Using NOAA's U.S. Climate Extremes Index, 2012 also ranked as the second-most extreme year on record. The U.S. saw Hurricane Sandy, a record-breaking wildfire season and an ongoing and severe drought which continues to plague large swathes of the Midwest.

A draft of the U.S.' third National Climate Assessment was released last week, reinforcing, among other things, that Earth's climate is quickly changing as a result of human activities. The Huffington Post's Tom Zeller Jr. reported, "Observed weather extremes are on the rise, and the possible connection between at least some of these events and human-induced climate change is also more strongly supported by the science."

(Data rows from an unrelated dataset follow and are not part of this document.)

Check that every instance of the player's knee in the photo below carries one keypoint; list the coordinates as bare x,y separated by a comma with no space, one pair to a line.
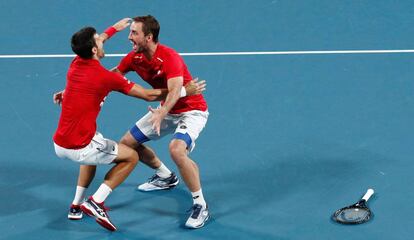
178,151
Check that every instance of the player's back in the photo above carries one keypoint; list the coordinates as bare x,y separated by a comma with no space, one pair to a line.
86,89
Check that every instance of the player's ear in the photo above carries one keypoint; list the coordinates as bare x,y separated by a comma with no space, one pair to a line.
149,37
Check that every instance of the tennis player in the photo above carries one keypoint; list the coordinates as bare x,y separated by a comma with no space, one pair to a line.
184,118
76,137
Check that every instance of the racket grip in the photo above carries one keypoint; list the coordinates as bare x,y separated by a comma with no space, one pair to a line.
368,194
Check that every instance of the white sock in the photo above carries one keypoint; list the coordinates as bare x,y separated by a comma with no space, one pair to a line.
102,193
198,198
163,171
79,195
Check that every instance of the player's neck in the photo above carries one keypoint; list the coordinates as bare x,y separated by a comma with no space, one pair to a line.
151,51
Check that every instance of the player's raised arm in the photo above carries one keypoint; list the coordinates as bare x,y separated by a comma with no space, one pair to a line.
192,88
117,27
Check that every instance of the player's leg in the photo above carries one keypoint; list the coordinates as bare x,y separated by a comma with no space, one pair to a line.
189,127
190,174
105,151
141,132
86,175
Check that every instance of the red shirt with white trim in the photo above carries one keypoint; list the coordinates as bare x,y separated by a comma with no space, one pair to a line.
88,84
165,64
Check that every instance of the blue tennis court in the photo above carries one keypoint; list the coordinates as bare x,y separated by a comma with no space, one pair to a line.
290,137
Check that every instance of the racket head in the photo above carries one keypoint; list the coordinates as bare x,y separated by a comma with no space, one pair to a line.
354,214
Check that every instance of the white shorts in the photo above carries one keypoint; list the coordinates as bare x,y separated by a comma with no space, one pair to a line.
186,126
99,151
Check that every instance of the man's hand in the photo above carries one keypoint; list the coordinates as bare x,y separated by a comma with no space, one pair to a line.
195,87
156,118
58,97
122,24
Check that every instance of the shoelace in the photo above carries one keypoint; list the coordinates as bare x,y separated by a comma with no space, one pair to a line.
196,208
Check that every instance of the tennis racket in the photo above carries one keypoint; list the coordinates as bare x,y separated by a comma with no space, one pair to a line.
356,213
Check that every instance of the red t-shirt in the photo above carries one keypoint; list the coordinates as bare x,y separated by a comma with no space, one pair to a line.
88,83
164,65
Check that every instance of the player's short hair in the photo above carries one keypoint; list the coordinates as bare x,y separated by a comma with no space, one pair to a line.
149,25
83,41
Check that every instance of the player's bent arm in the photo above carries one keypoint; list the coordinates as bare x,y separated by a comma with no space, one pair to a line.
174,88
149,95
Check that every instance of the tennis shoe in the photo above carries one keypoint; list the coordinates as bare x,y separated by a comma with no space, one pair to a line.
75,213
198,217
156,182
98,211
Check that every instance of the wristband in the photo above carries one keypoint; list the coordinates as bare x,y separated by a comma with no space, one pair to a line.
183,92
110,31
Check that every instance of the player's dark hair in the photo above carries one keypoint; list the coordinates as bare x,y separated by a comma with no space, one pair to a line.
149,25
83,41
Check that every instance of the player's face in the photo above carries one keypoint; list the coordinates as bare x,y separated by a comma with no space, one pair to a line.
99,47
137,37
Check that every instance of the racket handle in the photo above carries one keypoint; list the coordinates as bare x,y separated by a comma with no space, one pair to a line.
368,194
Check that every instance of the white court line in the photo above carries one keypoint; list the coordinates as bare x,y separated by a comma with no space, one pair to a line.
229,53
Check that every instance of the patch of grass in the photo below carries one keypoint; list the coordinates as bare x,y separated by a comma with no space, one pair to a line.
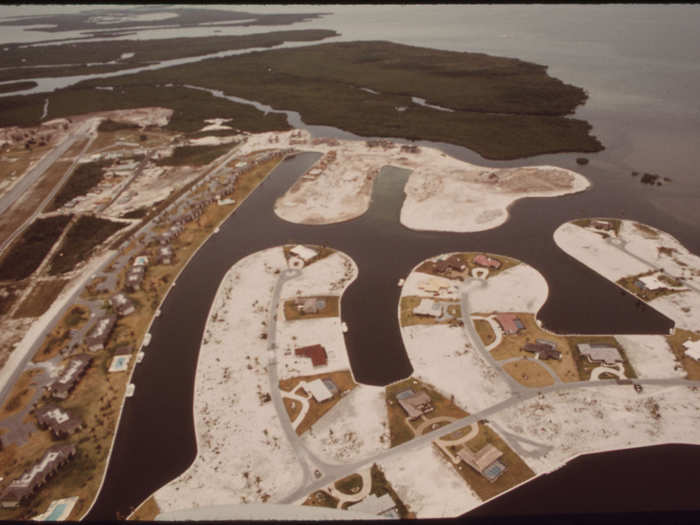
675,341
512,346
408,318
8,297
27,252
467,258
342,379
584,366
147,511
16,86
381,486
85,177
80,242
321,499
40,298
292,313
195,155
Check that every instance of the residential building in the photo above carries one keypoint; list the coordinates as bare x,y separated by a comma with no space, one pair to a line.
69,378
317,354
485,461
429,308
542,351
100,332
122,305
60,421
487,262
415,404
23,488
510,323
600,353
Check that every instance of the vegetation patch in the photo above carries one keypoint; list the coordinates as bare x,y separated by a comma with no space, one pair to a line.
80,242
401,429
587,223
16,86
585,367
111,125
85,177
40,298
330,308
632,284
503,108
195,155
147,511
26,254
517,471
529,373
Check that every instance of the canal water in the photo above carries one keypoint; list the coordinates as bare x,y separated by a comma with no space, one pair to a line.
155,440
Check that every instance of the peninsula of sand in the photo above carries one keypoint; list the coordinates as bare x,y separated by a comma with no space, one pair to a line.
442,193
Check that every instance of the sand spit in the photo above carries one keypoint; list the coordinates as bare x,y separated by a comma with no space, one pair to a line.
442,193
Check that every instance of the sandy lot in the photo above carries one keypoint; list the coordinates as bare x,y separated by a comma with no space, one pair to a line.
428,484
236,432
442,193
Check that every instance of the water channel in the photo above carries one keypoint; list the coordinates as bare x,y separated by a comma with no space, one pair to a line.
155,441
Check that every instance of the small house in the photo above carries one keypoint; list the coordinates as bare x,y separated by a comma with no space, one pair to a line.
60,421
23,488
69,378
122,305
415,404
600,353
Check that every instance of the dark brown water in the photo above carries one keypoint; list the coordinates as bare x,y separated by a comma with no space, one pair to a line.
155,440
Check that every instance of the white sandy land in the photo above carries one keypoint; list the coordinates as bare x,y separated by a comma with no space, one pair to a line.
41,324
679,262
328,276
595,252
355,428
591,420
682,307
449,195
212,141
230,420
442,356
428,484
520,288
442,193
651,356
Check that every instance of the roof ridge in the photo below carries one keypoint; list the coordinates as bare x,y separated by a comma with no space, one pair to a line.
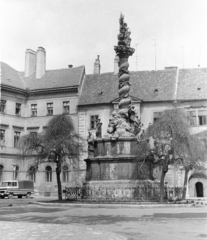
65,68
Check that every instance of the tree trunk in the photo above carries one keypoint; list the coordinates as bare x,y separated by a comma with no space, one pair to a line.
187,169
58,171
162,181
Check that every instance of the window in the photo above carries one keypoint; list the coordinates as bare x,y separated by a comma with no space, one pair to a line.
33,134
16,139
49,108
156,115
1,173
32,174
192,118
2,137
65,173
34,110
202,117
66,107
18,109
48,174
2,106
16,172
197,117
94,119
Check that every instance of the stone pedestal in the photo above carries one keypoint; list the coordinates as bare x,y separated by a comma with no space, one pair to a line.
115,172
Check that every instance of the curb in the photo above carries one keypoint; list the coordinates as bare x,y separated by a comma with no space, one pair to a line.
100,205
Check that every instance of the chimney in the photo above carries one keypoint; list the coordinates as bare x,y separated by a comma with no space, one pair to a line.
171,68
97,66
41,62
116,64
30,62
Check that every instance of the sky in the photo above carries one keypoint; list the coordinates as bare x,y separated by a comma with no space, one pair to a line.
163,32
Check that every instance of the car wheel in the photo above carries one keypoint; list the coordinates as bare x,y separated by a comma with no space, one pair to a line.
10,195
28,195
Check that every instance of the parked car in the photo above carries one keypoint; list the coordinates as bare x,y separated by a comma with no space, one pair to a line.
20,188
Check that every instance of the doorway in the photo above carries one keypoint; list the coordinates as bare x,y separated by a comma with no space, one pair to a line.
199,189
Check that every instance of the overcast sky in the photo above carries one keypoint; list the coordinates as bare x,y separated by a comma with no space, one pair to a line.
76,31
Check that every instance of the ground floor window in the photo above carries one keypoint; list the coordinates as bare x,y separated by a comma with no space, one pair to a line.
199,189
32,174
65,173
48,174
16,172
1,172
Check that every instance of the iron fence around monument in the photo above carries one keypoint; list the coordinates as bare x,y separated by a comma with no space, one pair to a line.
105,194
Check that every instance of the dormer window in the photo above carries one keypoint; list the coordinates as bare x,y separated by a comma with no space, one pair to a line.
49,108
34,110
18,109
2,106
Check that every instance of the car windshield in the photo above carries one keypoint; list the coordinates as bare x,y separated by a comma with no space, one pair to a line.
9,184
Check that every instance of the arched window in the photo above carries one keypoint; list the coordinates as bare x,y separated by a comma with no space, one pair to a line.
32,174
16,172
65,173
1,172
48,174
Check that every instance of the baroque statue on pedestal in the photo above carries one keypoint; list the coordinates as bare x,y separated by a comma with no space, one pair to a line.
125,121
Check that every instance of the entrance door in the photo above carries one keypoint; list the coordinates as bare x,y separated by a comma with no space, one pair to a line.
199,189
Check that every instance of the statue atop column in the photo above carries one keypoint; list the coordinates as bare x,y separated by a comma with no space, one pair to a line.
125,120
98,129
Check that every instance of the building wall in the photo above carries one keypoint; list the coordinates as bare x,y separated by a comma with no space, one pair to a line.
25,124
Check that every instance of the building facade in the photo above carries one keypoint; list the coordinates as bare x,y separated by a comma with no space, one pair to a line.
152,92
29,100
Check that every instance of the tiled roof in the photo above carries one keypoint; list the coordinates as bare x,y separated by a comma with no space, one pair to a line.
11,77
192,84
52,78
56,78
103,88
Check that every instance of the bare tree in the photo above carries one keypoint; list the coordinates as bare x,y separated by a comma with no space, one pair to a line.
170,141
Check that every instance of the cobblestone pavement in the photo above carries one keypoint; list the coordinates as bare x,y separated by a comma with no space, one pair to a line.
37,231
30,222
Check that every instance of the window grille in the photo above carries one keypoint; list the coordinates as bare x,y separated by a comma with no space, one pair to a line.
34,110
66,107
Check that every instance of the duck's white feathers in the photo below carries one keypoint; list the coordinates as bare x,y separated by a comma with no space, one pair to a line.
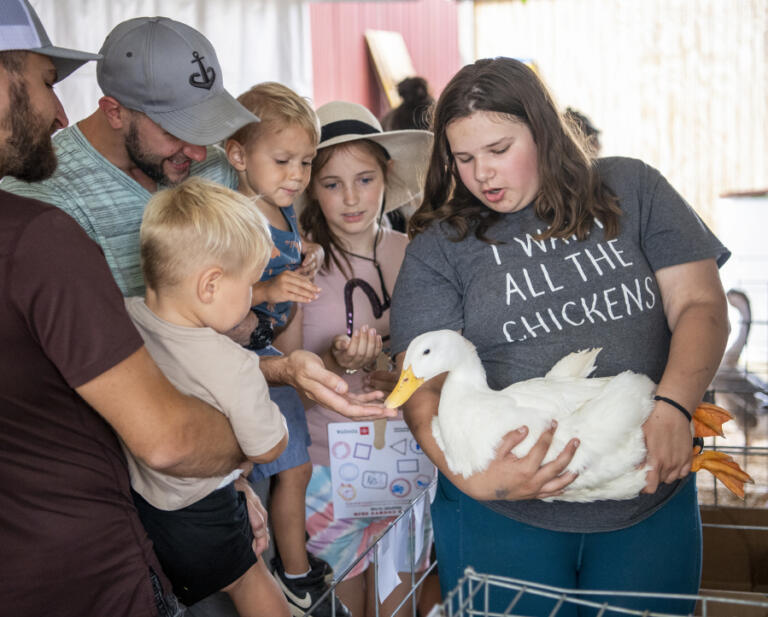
606,414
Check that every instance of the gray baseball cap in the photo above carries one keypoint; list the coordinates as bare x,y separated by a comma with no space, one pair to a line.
21,30
170,72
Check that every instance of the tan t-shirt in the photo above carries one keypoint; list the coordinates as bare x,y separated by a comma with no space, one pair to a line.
210,366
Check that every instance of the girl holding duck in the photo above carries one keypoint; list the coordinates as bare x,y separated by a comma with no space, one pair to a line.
533,249
359,174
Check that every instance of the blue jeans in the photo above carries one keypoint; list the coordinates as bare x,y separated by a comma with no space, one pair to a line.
661,554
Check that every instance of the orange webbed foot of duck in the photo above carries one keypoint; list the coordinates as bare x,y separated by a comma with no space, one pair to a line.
724,468
708,420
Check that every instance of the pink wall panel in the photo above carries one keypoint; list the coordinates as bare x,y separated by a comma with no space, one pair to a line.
342,68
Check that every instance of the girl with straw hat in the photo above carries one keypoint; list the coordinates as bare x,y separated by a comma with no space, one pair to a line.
359,174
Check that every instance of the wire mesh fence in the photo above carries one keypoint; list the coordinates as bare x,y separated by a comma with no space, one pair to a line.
476,593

NASA's analysis of 2012 temperatures found the year to be the ninth warmest on record.

From NASA: NASA's analysis of Earth's surface temperature found that 2012 ranked as the ninth-warmest year since 1880. NASA scientists at the Goddard Institute for Space Studies (GISS) compare the average global temperature each year to the average from 1951 to 1980.

Thomas Karl, the director of NOAA's National Climatic Data Center said during the Tuesday call that there are "minor differences" between NOAA and NASA's data sets. Yet these independent analyses confirm that global temperature anomalies are occurring more frequently.

NASA explains, "Consistency between the two analyses, together with those produced by other countries, increases confidence in their accuracy."

Atmospheric carbon dioxide concentrations were at about 285 parts per million (ppm) in 1880, NASA noted, and rose to around 315 ppm by 1960. Today, the concentration is above 390 ppm.

Karl said that increasing atmospheric greenhouse gases are the primary reason "We are seeing an increase in the rate of temperature warming."

Increased global temperatures have also meant increased melting of Arctic sea ice. Karl said the decrease in Arctic sea ice area is "remarkable."

Lou Leonard, Managing Director of Climate Change for the World Wildlife Fund, said in a statement, "It should be seen as a dire warning that we are destroying one of our most important natural places and threatening the rest of the planet in the process."